Für die einflussreiche Hardcore-Band ›Black Flag‹, in der sein Bruder Greg Ginn spielte, gestaltete Raymond Pettibon schon Ende der 1970er Jahre Plattencover, Flyer und das geradezu ikonische Logo: vier schwarze Balken, heute eines der beliebtesten Tatoo-Motive. Berühmt wurde später auch sein Cover für die Platte ›Goo‹ der Noise-Art-Band Sonic Youth: zwei Gestalten mit Sonnenbrillen in fein schwarz-weiß gezeichneter Comic-Ästhetik. Im Bild steht Text, von Hand geschrieben. Diese Kombination aus Bild, oft aus den Medien abgezeichnet, und Text, häufig unbeholfen hingekrakelt, ist Pettibons Markenzeichen.

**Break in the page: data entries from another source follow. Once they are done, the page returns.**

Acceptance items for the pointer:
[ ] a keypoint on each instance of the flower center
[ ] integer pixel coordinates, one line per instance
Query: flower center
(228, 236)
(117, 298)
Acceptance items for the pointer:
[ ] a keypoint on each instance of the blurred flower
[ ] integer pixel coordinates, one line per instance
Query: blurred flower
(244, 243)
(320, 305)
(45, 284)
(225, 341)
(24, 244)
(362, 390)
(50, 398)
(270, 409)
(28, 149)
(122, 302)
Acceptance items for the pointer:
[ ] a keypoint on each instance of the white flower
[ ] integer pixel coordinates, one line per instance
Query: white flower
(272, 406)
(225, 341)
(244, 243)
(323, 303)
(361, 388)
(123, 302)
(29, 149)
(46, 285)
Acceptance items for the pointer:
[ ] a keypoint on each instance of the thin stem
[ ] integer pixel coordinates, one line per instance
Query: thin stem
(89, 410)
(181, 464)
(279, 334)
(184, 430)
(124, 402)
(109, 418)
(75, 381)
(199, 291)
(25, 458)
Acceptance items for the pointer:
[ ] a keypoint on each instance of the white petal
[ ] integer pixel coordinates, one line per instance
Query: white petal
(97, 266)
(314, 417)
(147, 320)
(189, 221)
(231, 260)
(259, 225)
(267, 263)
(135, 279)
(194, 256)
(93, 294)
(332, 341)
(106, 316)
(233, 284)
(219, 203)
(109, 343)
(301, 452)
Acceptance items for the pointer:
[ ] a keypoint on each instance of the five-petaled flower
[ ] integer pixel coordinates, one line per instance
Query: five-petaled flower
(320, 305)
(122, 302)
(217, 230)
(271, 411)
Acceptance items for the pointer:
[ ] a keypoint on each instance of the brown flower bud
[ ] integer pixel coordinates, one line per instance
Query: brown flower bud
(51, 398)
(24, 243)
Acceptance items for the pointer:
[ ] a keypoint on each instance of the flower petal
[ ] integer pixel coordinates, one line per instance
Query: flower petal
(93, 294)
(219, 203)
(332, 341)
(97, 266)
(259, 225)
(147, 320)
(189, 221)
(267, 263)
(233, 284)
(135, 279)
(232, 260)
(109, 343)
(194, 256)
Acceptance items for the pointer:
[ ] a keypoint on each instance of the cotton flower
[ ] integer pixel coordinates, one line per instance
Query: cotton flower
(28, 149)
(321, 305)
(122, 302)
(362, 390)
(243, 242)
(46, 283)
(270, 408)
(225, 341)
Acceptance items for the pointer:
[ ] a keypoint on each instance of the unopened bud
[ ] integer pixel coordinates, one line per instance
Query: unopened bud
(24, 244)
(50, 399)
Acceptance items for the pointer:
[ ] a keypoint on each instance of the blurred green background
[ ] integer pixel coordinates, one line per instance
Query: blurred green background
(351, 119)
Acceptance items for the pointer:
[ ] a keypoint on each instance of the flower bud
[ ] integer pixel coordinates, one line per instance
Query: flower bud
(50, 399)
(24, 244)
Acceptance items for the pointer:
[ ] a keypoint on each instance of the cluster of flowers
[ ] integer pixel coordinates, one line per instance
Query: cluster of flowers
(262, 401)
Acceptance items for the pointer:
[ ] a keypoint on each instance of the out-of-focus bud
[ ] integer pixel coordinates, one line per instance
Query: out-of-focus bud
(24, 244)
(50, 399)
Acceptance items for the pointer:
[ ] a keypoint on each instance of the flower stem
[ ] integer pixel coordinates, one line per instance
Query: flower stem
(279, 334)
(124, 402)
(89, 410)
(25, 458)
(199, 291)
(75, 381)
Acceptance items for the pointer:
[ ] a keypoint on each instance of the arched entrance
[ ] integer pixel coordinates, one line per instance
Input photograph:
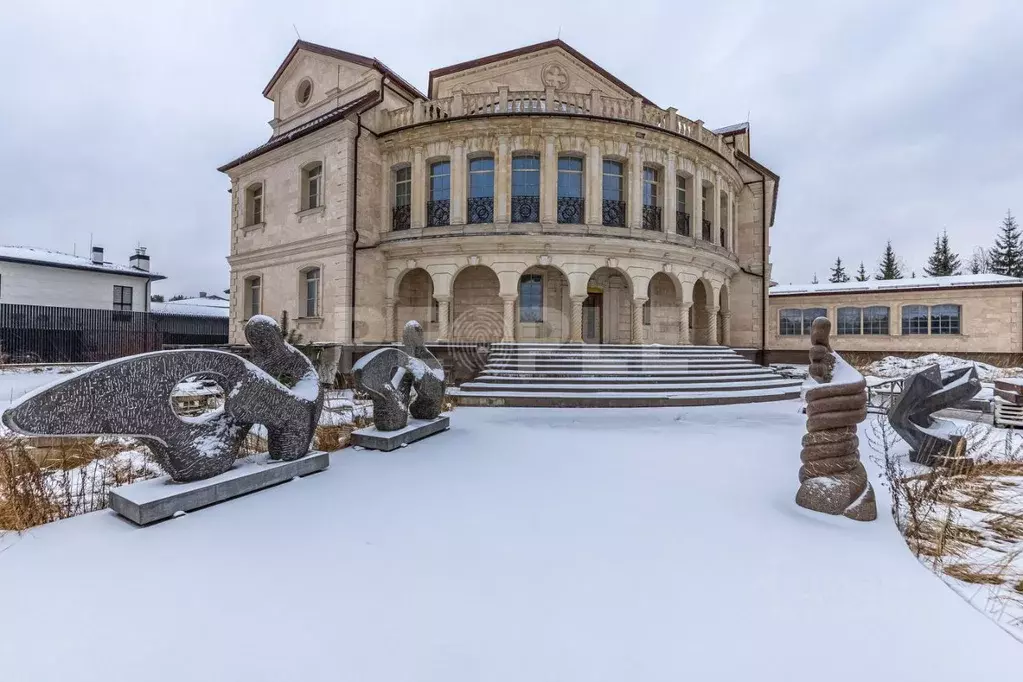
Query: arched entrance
(661, 314)
(607, 313)
(543, 313)
(478, 310)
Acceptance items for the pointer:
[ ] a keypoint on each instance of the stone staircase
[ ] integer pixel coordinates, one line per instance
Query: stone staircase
(583, 375)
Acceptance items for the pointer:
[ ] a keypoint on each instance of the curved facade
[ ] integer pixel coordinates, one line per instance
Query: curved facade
(532, 196)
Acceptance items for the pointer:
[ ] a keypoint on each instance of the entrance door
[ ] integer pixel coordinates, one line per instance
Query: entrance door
(592, 313)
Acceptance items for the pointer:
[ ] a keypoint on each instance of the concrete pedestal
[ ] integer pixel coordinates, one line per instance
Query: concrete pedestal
(415, 430)
(149, 501)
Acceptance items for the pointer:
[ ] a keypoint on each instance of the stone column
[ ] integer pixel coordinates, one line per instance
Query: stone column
(576, 326)
(637, 328)
(502, 182)
(683, 324)
(459, 183)
(712, 325)
(418, 218)
(508, 300)
(444, 317)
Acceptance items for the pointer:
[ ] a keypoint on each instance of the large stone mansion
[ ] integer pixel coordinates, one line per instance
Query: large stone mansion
(529, 195)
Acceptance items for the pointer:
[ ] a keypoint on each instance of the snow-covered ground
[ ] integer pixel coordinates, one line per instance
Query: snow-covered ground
(544, 544)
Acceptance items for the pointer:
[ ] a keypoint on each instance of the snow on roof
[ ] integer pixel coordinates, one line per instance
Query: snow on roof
(193, 307)
(953, 281)
(61, 260)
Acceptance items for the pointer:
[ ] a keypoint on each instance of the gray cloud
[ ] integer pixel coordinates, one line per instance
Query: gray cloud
(886, 120)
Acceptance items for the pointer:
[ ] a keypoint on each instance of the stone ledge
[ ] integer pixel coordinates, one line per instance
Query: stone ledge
(149, 501)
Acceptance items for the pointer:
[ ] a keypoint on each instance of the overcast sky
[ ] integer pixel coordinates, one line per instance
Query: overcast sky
(886, 119)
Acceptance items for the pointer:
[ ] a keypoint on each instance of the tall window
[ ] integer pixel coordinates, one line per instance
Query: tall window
(570, 189)
(311, 278)
(401, 214)
(122, 298)
(526, 189)
(439, 206)
(312, 186)
(531, 299)
(613, 184)
(481, 190)
(254, 205)
(253, 297)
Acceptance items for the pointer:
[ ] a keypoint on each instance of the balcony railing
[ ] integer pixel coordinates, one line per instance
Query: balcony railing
(550, 101)
(682, 220)
(438, 213)
(652, 218)
(480, 210)
(525, 209)
(571, 210)
(401, 217)
(614, 213)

Heute ist Raymond Pettibon ein Star des Kunstmarktes. Und ein höchst produktiver: Zwischen 10 und 30.000 Zeichnungen soll er bisher angefertigt haben. Das bedeutet aber nicht, dass er es sich leicht machen würde. Pettibons Kunst entspringt einer äußerst genauen Beobachtung der Welt, einer aufmerksamen Lektüre. Hier findet er die Fragen, die er in seinen Texten und Zeichnungen formuliert: Fragen nach der Rückseite, nach den tiefer liegenden Schichten von Macht, Mediengeflimmer und Alltagstragödien. Pettibon fragt nach gesellschaftlicher Verantwortung, politischen Abgründen und psychischen Schwelbränden. Seine Bilder, Drehbücher, Filme und Texte stellen nicht fest, sondern belassen es bei der Frage nach feineren Verbindungen zwischen möglichen Bedeutungsebenen unserer Zeit.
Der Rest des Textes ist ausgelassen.